For a research project, I need to run a hadoop job similar to "Word Count". And I need to run this operation for a big amount of dataset for example at least 1 GB in size.
I am trying hadoop's example jar hadoop-examples-1.0.3.jar to use for counting words of a input dataset. Unfortunately, I cannot run any experiment which has more than 5-6 MB input data.
For input I am using plain text formant story books from https://www.gutenberg.org. Also I used some rfcs from https://www.ietf.org. All the inputs are .txt format English writing.

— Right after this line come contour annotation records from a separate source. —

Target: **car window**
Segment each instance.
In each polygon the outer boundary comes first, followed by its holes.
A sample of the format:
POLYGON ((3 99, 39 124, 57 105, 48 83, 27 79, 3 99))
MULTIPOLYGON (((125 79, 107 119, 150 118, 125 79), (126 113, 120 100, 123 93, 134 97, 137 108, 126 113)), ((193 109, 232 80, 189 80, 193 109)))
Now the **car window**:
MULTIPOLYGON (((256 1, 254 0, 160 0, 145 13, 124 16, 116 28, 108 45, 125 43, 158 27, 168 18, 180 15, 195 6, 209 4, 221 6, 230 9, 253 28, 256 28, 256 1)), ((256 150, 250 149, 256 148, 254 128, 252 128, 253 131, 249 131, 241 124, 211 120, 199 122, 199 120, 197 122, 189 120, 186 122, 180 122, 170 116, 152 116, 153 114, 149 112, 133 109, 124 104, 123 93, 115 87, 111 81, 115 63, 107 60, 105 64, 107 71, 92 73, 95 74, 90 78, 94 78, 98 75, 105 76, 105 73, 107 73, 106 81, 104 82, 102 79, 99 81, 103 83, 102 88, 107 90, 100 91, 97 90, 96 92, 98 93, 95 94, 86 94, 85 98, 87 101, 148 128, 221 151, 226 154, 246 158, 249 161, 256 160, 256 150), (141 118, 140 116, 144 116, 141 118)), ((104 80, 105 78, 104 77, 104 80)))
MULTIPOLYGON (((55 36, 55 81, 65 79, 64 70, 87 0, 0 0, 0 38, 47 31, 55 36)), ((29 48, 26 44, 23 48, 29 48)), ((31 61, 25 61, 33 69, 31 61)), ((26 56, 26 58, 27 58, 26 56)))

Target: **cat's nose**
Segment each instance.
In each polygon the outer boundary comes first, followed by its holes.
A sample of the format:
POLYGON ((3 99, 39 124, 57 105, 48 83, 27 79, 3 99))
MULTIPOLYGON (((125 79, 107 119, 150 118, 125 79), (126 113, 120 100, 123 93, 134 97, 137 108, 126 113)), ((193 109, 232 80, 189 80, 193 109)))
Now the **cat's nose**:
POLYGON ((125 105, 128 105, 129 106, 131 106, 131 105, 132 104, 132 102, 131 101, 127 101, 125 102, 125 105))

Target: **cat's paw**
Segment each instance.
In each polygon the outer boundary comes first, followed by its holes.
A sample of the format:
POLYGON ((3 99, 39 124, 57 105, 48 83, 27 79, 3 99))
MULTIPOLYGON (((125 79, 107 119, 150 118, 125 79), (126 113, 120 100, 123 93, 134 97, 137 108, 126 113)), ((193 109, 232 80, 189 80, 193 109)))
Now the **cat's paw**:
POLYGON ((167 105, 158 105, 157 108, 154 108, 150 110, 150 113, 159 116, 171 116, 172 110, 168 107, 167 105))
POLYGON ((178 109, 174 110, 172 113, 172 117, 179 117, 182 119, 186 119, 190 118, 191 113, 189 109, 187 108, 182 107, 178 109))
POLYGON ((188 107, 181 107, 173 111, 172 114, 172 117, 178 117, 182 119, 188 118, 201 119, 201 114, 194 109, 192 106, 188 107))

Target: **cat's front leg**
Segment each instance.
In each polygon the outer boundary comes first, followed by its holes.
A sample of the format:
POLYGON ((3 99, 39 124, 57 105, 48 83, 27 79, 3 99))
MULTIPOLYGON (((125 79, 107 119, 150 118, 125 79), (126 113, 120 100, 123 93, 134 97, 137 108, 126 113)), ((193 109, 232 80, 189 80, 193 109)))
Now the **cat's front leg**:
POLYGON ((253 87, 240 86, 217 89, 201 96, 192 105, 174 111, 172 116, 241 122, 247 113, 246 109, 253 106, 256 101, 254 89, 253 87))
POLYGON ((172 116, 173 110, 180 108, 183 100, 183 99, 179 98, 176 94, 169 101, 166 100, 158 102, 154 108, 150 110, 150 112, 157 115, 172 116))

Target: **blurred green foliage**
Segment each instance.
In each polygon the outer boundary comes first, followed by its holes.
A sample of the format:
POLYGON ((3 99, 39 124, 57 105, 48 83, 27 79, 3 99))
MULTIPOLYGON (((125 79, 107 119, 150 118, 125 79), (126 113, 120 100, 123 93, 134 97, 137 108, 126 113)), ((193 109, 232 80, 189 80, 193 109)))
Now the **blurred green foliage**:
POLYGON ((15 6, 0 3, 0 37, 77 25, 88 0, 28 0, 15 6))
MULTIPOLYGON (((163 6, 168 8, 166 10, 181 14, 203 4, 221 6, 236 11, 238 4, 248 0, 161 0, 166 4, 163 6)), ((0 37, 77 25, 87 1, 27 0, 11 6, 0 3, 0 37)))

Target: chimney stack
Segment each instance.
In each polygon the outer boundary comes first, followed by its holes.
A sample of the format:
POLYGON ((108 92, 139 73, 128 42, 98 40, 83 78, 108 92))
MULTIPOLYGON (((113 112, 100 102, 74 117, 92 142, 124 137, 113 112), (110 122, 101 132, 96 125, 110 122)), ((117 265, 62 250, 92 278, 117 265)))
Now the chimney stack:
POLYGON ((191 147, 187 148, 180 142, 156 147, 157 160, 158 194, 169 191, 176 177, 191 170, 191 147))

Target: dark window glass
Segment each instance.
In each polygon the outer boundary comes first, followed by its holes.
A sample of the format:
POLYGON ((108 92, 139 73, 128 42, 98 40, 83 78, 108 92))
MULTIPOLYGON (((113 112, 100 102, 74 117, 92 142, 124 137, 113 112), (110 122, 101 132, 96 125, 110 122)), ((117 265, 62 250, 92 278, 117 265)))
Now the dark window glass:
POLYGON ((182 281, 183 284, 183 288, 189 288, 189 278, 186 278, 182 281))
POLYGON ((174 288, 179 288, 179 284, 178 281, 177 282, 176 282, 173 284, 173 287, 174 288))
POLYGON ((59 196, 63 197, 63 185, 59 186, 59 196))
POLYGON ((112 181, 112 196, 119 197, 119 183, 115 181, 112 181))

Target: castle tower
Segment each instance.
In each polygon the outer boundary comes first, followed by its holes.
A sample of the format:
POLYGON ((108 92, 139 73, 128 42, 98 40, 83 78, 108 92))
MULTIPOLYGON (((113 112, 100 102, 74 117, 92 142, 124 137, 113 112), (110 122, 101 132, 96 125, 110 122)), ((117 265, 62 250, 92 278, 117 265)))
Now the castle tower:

My system can give proper output for a single .txt document. However, when it has more that 1 .txt files it starts to continuously giving the error:
INFO mapred.JobClient: Task Id : attempt_XXXX, Status : FAILED
Too many fetch-failures
The dataset also working fine when I use a single node cluster. I have got some solutions from previous stackoverflow posts for example this one and this one and also some more. But none of these worked for my case. According to their suggestion I have updated my /usr/local/hadoop/conf/mapred-site.xml file as follows:
<?xml version="1.0"?>
<?xml-stylesheet type="text/xsl" href="configuration.xsl"?>
<!-- Put site-specific property overrides in this file. -->
<configuration>
<property>
<name>mapred.job.tracker</name>
<value>master:54311</value>
<description>The host and port that the MapReduce job tracker runs
at. If "local", then jobs are run in-process as a single map
and reduce task.
</description>
</property>
<property>
<name>mapred.task.timeout</name>
<value>1800000</value>
</property>
<property>
<name>mapred.reduce.slowstart.completed.maps</name>
<value>0.9</value>
</property>
<property>
<name>tasktracker.http.threads</name>
<value>90</value>
</property>
<property>
<name>mapred.reduce.parallel.copies</name>
<value>10</value>
</property>
<property>
<name>mapred.map.tasks</name>
<value>100</value>
</property>
<property>
<name>mapred.reduce.tasks</name>
<value>7</value>
</property>
<property>
<name>mapred.local.dir</name>
<value>/home/user/localdir</value>
</property>
</configuration>
In this file I have collected the value for property: “mapred.local.dir“, “mapred.map.tasks“, “mapred.reduce.tasks“ from michael-noll's blog. Also I have set,
export HADOOP_HEAPSIZE=4000
From conf/hadoop-env.sh file.
As I have set the environment of all the 10 machines with hadoop-1.0.3 it will be more helpful for me if someone can give me solution without changing the hadoop version.
Also I want to mention that I am a newbie in hadoop. I have found many articles about hadoop but I could fix any article as a standard for this topic. If anybody know any informative and authentic article regarding hadoop feel free to share with me.
Thanks everyone in advance.